İçeriğe atla

Hudud

Hudud (Arapça: حدود Ḥudūd, aynı zamanda hadud, hudood; hadd'in çoğulu) "sınırlar, hudutlar, sınırlar" anlamına gelen Arapça bir kelimedir.

Kelime Fıkıh terminolojisinde göre şeriatta suç ve ceza tanımlaması Tanrı tarafından belirlenen eylemleri tanımlar. Bu cezalar modern öncesi İslam'da nadiren uygulandı ve bazı modern devletlerde kullanımları tartışma kaynağı oldu.

Geleneksel İslam hukuku, suçları Tanrı'ya karşı işlenen suçlar ve insana karşı işlenen suçlar olarak ikiye ayırıyordu. Anlayışa göre bu suçlar ilkinin, yani Allah'ın hududunu veya "sınırlarını" ihlal ediyordu ve bu suçları işleyenler Kuran'dan (veya bazı durumlarda hadislerden) çıkarılan cezalarla cezalandırılmaktaydı. Diğer bir anlatımla Hudud Kur'anda cezası belirlenen suçları tanımlamak için kullanılır. Bunların tam olarak hangi suçları kapsadığı konusunda görüş birliği bulunmuyor. Şeriatta Zina, hırsızlık, içki içmek, kazf, yol kesme (ayaklanma veya soygun) ve irtidat suçları, cezaları Kur'an ayetlerine dayanılarak uygulanan eylemlerdir. Ancak bu suçların tanımları, kapsamları, derecelendirilmesi, kanıtlanması ve verilen cezaların hangi şartlarda (örneğin suçta kasıt unsuru aranması) uygulanacağı gibi konular Kur'anda yer almayan konulardır ve bu konularda ihtiyaç duyulan hükümler fıkıhçılar tarafından konulur.
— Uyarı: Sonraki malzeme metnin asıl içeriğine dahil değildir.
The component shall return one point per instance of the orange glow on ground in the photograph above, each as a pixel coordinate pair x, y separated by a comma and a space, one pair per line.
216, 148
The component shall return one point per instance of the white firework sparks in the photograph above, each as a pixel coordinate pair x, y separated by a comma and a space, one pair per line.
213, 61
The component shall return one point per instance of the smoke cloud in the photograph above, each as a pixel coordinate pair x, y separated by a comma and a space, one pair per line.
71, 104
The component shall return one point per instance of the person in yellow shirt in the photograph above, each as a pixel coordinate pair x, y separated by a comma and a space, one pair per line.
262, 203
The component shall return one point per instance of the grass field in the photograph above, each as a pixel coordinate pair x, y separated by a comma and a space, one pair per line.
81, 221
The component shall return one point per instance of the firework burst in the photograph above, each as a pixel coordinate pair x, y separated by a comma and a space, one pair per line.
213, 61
Hukukçular, İslam'da irtidat ve meşru bir İslami yöneticiye karşı isyanın had suçları olup olmadığı konusunda ihtilaf etmişlerdir.[1]

Şeriata göre suç ve ceza tanımında Hudud yanında geçerli olan diğer cezalandırma yöntemleri Kısas ve tazirdir.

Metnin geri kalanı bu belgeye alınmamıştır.